Data_Sheet_1.pdf

Abstract

Introduction. Sepsis is a life-threatening complication of a bacterial infection. It is hard to predict which patients with a bacterial infection will develop sepsis, and accurate and timely diagnosis, as well as assessment of prognosis, is difficult. Aside from antibiotics-based treatment of the causative infection and circulation-supportive measures, treatment options remain limited. Better understanding of the immuno-pathophysiology of sepsis may lead to improved diagnostic and therapeutic solutions. Functional activity of the innate and adaptive immune response is controlled by cellular signal transduction pathways in various immune cell types. To develop an immune response-based diagnostic assay for sepsis and provide novel therapeutic targets, signal transduction pathway activities were analyzed in blood samples from patients with sepsis. Methods. A validated and previously published set of signal transduction pathway (STP) assays, determining immune cell function, was used to analyze public Affymetrix expression microarray data from clinical studies containing data from pediatric and adult patients with sepsis.
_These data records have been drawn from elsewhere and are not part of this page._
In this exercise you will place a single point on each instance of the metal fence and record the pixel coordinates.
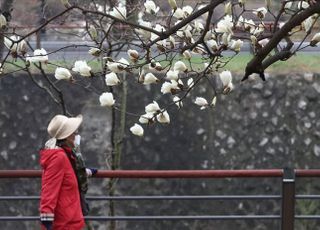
(287, 197)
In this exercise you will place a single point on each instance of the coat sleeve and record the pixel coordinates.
(52, 177)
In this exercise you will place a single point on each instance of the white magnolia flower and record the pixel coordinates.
(190, 82)
(301, 5)
(22, 47)
(308, 23)
(225, 25)
(93, 32)
(214, 101)
(315, 39)
(226, 79)
(242, 2)
(119, 12)
(62, 74)
(260, 12)
(268, 3)
(212, 44)
(94, 51)
(263, 42)
(186, 54)
(137, 130)
(172, 42)
(178, 13)
(198, 26)
(200, 101)
(249, 25)
(149, 78)
(177, 101)
(3, 21)
(173, 4)
(236, 45)
(258, 30)
(151, 7)
(39, 55)
(65, 3)
(155, 65)
(144, 33)
(133, 55)
(172, 75)
(205, 15)
(180, 66)
(82, 68)
(187, 10)
(106, 99)
(152, 107)
(169, 87)
(112, 79)
(10, 43)
(228, 8)
(146, 118)
(163, 117)
(124, 62)
(118, 66)
(226, 38)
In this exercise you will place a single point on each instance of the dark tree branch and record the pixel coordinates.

STP assays enable quantitative measurement of STP activity on individual patient sample data, and were used to calculate activity of androgen receptor (AR), estrogen receptor, JAK-STAT1/2, JAK-STAT3, Notch, Hedgehog, TGFβ, FOXO-PI3K, MAPK-AP1, and NFκB STPs. Results. Activity of AR and TGFβ pathways was increased in children and adults with sepsis. Using the mean plus two standard deviations of normal pathway activity (in healthy individuals) as threshold, diagnostic assay parameters were determined. For diagnosis of pediatric sepsis, the AR pathway assay showed high sensitivity (77%) and specificity (97%), with a PPV of 99% and NPV of 50%. For prediction of favorable prognosis, PPV was 95%, NPV was 21%. The TGFβ pathway activity assay performed slightly less for diagnosing sepsis, with a sensitivity of 64% and specificity of 98% (PPV 99%, NPV 39%). Conclusion. The AR and TGFβ pathways have an immunosuppressive role, suggesting a causal relation between increased pathway activity and sepsis immunopathology. STP assays have been converted to qPCR assays for further evaluation of clinical utility for sepsis diagnosis and prediction of prognosis, as well as for prediction of risk at developing sepsis in patients with a bacterial infection. STPs may present novel therapeutic targets in sepsis.